Sure, I’m pretty irritated when people ask me this question. But I can take it. I’m a big girl, and I’m used to it by now. Apparently, we’re disrupting some sort of acceptable social norm by not procreating again, and at this point, I just roll my eyes. But I often wonder how this question affects the people with one child, who are not one and done by choice.

Perhaps they physically can’t have another baby after their last pregnancy. According to the CDC, 7.5 million women in the United States struggle with infertility issues. Maybe they have gotten pregnant, but miscarried. Or perhaps their relationship is troubled, or they suffered from severe postpartum depression.

The possibilities are endless, and that question could be the epitome of a trigger. For me, it’s a trigger for irritation (and as you can probably tell from my tone, a little defensiveness as well). But for others, it might be the trigger for some very deep pain they’ve been masking.

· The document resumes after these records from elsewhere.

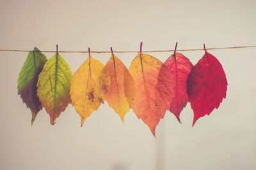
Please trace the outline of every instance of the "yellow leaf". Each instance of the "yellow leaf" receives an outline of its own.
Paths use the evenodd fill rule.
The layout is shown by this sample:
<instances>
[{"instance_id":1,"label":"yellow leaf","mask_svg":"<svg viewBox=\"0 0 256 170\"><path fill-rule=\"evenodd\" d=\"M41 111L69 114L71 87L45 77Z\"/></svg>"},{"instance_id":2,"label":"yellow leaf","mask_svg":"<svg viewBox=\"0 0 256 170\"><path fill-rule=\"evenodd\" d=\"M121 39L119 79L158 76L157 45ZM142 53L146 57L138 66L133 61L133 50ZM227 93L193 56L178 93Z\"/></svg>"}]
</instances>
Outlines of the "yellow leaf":
<instances>
[{"instance_id":1,"label":"yellow leaf","mask_svg":"<svg viewBox=\"0 0 256 170\"><path fill-rule=\"evenodd\" d=\"M81 125L105 101L109 83L109 76L103 64L89 55L75 73L70 86L72 103L81 117Z\"/></svg>"},{"instance_id":2,"label":"yellow leaf","mask_svg":"<svg viewBox=\"0 0 256 170\"><path fill-rule=\"evenodd\" d=\"M70 102L69 90L72 73L60 55L56 53L44 65L37 82L37 96L50 115L51 124Z\"/></svg>"}]
</instances>

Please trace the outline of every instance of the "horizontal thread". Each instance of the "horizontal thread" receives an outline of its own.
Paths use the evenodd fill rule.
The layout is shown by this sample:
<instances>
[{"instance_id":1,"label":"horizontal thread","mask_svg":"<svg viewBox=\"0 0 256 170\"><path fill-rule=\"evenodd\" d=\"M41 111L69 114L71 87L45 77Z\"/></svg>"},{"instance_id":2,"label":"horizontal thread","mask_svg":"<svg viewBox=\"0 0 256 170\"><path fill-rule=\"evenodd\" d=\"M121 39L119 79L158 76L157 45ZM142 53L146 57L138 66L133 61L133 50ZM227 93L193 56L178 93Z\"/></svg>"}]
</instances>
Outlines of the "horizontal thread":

I’ve decided to stop worrying about making other people feel more comfortable with my answer. From now on, I’m either going to say, “That’s not your business,” or if I’m feeling less irritable, “We’re not having another kid because we do not want another kid.”

And that’s it. I owe no one anything more than that.

On the flip side, if someone volunteers to share their reasoning for being one and done, be it infertility or just plain preference, let’s listen and empathize. Let’s normalize the decision and the conversation. If someone wants to share their plans to have or not have another child, I’m sure they will. In the meantime, it’s not your job to discuss it.

I may feel satisfied with my decision, but I do recognize a hollow ache that springs up from time to time when the subject of more children arises. I can’t imagine what hearing this question might do to a fellow parent in serious pain. I’m sure if you are asking, you’re not coming from a bad place.

But please remember, what seems like a simple question to you might be a minefield of complicated emotions to someone else.